After two days of meetings with several U.S. Congressmen and Senators, the U.S. Trade Representative and the Department of Commerce, a delegation of Canadian Steelworkers heard the message loud and clear – a desire to negotiate a softwood lumber settlement sooner rather than later is shared on both sides of the border.
“We had very constructive meetings. All parties were able to agree on one thing – a speedy settlement is in the best interests of both our countries and we need to get this done before the talks are polluted with other trade issues such as dairy or the reopening of NAFTA negotiations,” said the delegation’s leader, Bob Matters, Chair of the Wood Council of the United Steelworkers (USW), in a press release.
“Our experience in the past has shown us that an agreement is possible, the only way forward is to get our governments back to the negotiating table.”
Matters said Washington contacts were facilitated by USW representatives in Washington.

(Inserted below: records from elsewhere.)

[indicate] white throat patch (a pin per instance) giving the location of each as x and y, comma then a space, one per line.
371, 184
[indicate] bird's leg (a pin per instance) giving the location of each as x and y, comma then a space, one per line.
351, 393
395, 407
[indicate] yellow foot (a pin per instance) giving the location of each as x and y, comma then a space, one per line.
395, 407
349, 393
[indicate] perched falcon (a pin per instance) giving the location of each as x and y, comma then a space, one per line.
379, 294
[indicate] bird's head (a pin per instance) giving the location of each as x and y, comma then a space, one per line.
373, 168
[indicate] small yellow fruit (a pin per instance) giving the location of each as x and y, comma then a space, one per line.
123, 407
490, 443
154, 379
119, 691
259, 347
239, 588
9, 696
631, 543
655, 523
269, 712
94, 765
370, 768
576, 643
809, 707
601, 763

“Duties may not bring back the jobs lost for Americans in the Pacific Northwest, but they are sure to eliminate jobs in Canada if our governments don’t do everything in their power to get a negotiated deal now,” said Beki Jac Christensen, a member of USW Local 1-405 in Cranbrook, B.C. “Regardless of who is to blame for the current loggerhead, the best possible next step is for our two governments to put workers first and settle this agreement before a prolonged dispute puts more Canadians and Americans out of work.”
The Steelworkers told U.S. representatives the clear impact of the preliminary countervailing and anti-dumping duties announced this April,.
“Quebec has been hit hard with layoffs already and more layoffs are pending in our forest-dependent communities,” said Pierre Lablond, member of USW Local 8644 from northern Quebec.
This was the first time that a dozen trade unionists from the Quebec, Ontario and British Columbia forest industry travelled to Washington to present the views of workers north of the border.
“It felt great telling U.S. officials how this is affecting workers. They have already heard from diplomats, Canadian elected officials and our bosses, but to hear directly from the affected workers, from people who are at risk of losing their jobs and who may experience long periods of unemployment, resonated with the U.S. officials. As workers, we brought a new perspective to the table,” said Guy Bourgouin, President of USW Local 1-2010 in northern Ontario.
British Columbia is Canada’s biggest exporter to the U.S. of wood products, said Doug Mooring, a sawmill worker and member of USW Local 1-2017 from Prince George.
“It’s frustrating to know that the reluctance of the U.S. Lumber Coalition to adopt a realistic position is contributing to the current situation. We came to Washington to tell our story, to let the Americans know this isn’t simply a trade dispute between two democratic countries, it’s a problem that is affecting workers regardless of citizenship and the decisions they are making here and in Ottawa have real impacts,” Mooring said. “Our governments, assuming they can work together, have the opportunity to make decisions that will establish security and long-term sustainability for our jobs.”
The delegation returned home, confident that the workers’ voices have been heard. Together Steelworkers know that their experiences and efforts matter, the union will continue to advocate for its members on both sides of the border until a fair and freely negotiated agreement is achieved.
The United Steelworkers is the largest union in the forestry sector in Canada and represents workers in virtually all sectors of the economy.